Et c’est dans la liberté du conscient encore endormi que me sont venus ces mots :
– Des jours que je t’attends !
– c’est que maman,
je me suis perdue dans le jardin
– Comment ? en plus, il faut aller te chercher maintenant ?
Prendre le temps
Avoir le temps
Etre le temps
Le temps, au jardin
Ce n’est jamais que le mien
J’y rentre et j’en sors
Je me prélasse
Au bord de l’Herbasse
Je décide de mon sort
—-
L’enfant et le temps
– Tu ne me quitteras jamais, ha ha ha »
C’était un pervers narcissique
Le temps
Tous les jours elle lui échappait
Tous les jours elle lui revenait
Elle pouvait se cacher sous les cotoneasters
Elle avait beau taire
Son rire cristallin
Le temps était malin
Il suffisait d’attendre
Elle finissait toujours par avoir faim
Elle finissait toujours par se rendre
Le temps n’était pas tendre
Le temps la reprenait
Jusqu’au jour où sans le savoir
Ses pas l’emmenèrent
Au-delà des bruyères
C’est au milieu des narcisses
Sous des chênes centenaires
Qu’elle quitta son emprise
Caressant les calices
Elle contemplait
L’étang, les carpes,
S’élevait le son d’une harpe,
Et les paysages secs au-delà
Silhouette en contre-chant
Montagnes avant les champs.
Le temps n’eut plus de prise.
C’était un pervers narcissique,
Le temps.
C’est au jardin d’Erik
Qu’elle trouva sa clé des champs.
Appellez la comme vous voudrez
Fille de l’air ou enfant du désert
Mais depuis ce jour elle est libre
Elle est allée de l’Herbasse au Tibre,
Et voyage retour
Elle n’a plus peur des tigres,
Elle chante pour l’Amour
Elle n’a plus peur
Elle réveille les coeurs
(épilogue)
Sa voix caresse encore le temps
Ce vieux gourmand
Qui s’est adouci… avec le temps !
—
On croit qu’on perd le temps
Mais c’est le temps qui perd
Du terrain
Quand tu (te) contemple
Tu retrouves le temple
Les chagrins
Le père et la mère
S’en vont doucement
Je suis l’airain
——–
Il semblerait que je redevienne maître de mon temps.

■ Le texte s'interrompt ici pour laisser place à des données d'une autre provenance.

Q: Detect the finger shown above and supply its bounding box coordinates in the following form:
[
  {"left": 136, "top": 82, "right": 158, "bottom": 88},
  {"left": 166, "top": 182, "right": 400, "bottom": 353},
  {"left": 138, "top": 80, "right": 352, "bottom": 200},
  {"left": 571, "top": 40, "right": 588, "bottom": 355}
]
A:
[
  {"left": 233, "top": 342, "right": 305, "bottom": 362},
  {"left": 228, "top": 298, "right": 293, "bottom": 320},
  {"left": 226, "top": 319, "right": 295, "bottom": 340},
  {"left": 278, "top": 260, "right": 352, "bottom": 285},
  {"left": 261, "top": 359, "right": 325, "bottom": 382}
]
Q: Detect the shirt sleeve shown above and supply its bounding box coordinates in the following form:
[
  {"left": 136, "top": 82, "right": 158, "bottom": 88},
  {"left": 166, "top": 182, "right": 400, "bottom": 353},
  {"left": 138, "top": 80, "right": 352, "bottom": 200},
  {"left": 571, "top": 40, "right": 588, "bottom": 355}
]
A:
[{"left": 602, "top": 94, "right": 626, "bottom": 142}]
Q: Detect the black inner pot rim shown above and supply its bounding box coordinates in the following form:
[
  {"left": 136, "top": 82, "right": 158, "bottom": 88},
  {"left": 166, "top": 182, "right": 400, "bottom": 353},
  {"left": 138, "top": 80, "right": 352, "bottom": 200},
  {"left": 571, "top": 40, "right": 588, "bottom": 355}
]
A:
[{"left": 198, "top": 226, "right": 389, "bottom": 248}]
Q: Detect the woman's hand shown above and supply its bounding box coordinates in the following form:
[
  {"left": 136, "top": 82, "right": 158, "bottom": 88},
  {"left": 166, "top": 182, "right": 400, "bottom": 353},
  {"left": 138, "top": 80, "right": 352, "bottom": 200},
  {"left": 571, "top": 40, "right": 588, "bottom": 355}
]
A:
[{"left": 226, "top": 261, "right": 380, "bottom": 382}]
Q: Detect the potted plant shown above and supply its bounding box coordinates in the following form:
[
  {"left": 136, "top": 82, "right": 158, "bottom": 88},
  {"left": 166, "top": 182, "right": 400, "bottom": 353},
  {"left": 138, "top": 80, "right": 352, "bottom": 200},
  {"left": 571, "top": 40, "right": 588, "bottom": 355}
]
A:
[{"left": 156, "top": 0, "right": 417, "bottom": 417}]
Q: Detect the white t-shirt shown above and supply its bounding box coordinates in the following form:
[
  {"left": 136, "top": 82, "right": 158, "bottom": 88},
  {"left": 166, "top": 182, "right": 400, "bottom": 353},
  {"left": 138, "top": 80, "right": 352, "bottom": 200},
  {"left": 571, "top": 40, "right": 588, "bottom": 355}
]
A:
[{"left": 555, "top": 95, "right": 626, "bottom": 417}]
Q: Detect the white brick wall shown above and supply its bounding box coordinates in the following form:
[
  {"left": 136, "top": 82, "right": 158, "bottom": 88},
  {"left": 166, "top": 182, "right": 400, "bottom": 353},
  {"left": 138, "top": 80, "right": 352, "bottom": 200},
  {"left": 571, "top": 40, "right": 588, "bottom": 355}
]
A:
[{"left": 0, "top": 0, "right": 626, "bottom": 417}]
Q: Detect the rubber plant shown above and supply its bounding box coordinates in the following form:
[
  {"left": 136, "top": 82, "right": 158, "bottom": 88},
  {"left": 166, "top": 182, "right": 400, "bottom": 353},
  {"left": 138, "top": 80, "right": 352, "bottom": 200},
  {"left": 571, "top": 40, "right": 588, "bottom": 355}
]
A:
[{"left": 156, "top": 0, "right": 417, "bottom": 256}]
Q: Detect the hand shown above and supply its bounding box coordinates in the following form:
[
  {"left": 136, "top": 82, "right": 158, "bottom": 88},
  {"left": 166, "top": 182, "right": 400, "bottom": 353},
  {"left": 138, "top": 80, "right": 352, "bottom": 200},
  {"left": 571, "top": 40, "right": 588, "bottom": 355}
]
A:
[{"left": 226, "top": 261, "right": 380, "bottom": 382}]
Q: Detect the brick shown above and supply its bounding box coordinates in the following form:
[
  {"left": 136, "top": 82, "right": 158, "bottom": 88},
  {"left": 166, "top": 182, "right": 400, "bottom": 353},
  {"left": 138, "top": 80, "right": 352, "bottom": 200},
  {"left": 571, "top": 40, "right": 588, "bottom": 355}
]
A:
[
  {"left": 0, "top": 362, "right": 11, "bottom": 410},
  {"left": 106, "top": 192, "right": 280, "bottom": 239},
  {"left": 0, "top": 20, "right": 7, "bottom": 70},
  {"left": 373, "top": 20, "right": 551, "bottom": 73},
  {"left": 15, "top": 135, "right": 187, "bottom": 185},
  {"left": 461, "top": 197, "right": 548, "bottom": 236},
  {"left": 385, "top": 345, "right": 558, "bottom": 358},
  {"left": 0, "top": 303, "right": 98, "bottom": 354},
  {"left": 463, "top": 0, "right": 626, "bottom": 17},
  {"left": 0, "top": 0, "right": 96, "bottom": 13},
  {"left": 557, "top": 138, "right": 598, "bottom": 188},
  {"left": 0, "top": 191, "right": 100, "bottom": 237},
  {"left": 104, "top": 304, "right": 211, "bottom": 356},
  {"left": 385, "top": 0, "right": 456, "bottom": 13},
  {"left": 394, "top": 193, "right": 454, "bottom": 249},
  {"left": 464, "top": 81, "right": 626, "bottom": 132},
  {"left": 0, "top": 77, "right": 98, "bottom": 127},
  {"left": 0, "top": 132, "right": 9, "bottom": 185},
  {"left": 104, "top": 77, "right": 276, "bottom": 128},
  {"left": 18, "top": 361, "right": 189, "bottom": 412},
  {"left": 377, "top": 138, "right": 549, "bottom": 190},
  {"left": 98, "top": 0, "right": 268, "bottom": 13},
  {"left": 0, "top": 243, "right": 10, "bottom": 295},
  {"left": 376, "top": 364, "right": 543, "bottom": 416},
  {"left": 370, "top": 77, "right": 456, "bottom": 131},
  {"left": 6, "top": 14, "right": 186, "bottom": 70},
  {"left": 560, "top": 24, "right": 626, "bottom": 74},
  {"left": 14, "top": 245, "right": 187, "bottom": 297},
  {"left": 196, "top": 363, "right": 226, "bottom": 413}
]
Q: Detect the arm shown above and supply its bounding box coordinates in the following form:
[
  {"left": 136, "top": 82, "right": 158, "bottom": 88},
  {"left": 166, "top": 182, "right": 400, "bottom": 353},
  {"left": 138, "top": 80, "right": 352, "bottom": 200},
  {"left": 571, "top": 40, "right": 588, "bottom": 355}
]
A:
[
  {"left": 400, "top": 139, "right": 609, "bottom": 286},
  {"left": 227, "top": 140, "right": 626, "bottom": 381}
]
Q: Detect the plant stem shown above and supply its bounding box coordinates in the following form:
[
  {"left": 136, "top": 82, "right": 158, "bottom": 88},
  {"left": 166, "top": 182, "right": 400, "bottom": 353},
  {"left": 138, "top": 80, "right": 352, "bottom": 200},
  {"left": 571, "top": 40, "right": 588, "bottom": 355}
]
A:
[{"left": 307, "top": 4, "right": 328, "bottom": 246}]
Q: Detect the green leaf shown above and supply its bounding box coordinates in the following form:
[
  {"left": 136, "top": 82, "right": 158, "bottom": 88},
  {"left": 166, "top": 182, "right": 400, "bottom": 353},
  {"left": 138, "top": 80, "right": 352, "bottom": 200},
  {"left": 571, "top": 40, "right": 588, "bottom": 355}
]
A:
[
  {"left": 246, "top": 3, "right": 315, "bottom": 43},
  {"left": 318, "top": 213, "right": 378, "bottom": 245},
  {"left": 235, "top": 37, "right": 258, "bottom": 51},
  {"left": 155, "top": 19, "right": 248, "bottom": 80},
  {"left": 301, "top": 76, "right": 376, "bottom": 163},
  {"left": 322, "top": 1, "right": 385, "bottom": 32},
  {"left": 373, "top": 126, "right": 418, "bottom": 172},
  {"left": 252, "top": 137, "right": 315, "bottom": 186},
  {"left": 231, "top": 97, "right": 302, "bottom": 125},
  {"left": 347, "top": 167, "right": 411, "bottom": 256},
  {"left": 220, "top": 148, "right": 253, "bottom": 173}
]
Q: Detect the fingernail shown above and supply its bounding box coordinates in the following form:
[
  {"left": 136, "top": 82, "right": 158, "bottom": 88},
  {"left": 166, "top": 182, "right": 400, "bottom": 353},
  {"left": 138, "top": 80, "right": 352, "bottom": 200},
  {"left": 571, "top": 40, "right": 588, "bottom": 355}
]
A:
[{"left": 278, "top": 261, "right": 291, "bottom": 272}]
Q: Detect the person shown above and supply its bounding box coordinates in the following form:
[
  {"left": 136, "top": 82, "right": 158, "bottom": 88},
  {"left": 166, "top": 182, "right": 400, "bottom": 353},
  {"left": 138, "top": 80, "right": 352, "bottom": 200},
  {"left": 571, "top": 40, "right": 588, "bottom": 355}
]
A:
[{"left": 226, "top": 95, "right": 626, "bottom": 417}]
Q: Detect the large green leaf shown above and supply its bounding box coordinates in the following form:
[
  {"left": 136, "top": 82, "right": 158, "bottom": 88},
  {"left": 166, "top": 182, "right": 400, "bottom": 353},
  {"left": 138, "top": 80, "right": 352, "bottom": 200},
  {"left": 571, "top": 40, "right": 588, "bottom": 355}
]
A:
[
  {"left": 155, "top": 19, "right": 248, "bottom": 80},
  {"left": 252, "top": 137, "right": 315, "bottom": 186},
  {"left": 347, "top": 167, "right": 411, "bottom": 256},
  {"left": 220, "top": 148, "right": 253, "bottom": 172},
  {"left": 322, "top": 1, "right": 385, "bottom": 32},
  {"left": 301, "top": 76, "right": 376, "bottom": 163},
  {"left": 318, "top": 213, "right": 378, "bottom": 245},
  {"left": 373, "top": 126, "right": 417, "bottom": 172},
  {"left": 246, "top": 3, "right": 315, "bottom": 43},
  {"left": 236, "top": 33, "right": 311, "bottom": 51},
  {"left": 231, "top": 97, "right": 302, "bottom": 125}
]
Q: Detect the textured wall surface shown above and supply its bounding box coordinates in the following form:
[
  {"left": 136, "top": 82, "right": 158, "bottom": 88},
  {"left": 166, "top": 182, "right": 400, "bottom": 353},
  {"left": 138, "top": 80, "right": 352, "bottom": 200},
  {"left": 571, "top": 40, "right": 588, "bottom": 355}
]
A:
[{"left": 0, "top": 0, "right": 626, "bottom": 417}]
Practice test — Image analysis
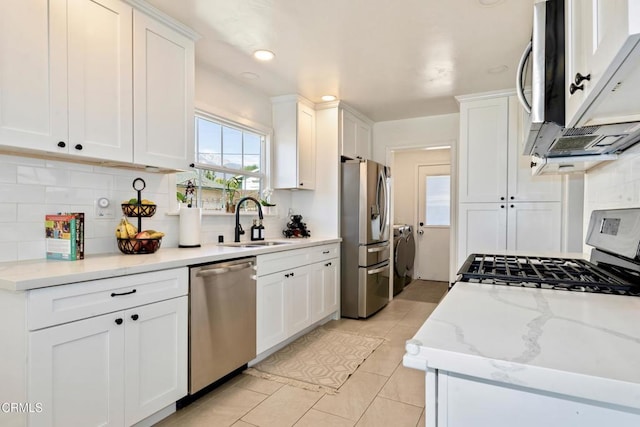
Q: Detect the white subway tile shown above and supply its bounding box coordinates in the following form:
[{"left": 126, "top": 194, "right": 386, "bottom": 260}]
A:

En tout cas, lorsque la boutique fut rangée et nettoyée ce soir, j’étais fatiguée, un peu vidée. Je rejoignais le jardin, mon sac de dessins à l’épaule, ma serviette sur l’autre épaule, avec dans l’idée de descendre à la vallée du Dragon, dessiner, tailler un nuage puis finir par un plongeon dans l’Herbasse pour me régénérer. Je n’ai jamais dépassé le jardin d’accueil. Le vent soufflait fort et le recoin de la tsukubai était (relativement) protégé. Après m’être rafraîchie à la fontaine, j’ai sorti mon carnet et commencé ce dessin.
Technique : feutre fin
Un dessin c’est toujours long. La soirée s’approchait quand j’ai lâché mon feutre. Ce n’est pas ce soir que je me baignerais dans l’Herbasse, mais je descends encore me promener, chercher des buissons à tailler. Des pyracanthas me tendent leurs branches désordonnées, mais je ne suis pas sûre que ce soit le moment pour eux et Martin ne répond pas à mon message. Qu’à celà ne tienne, je trouverai un lonicera au bord de l’étang des lotus pour satisfaire mon besoin de tailler.
Mardi 29 août –
Il n’est pas un jour sans que je mange du pourpier. Quel joie d’en avoir trouvé foisonnant au milieu des pieds de tomates. Du pourpier, quelques feuilles de thym, de sauge et d’origan, quelques petites tomates, parfois une tige de fenouil sauvage ou une pomme à peine mûre mais déjà abîmée par la grêle. Voilà ma cueillette quotidienne. Si je n’étais pas si gourmande, cela me suffirait !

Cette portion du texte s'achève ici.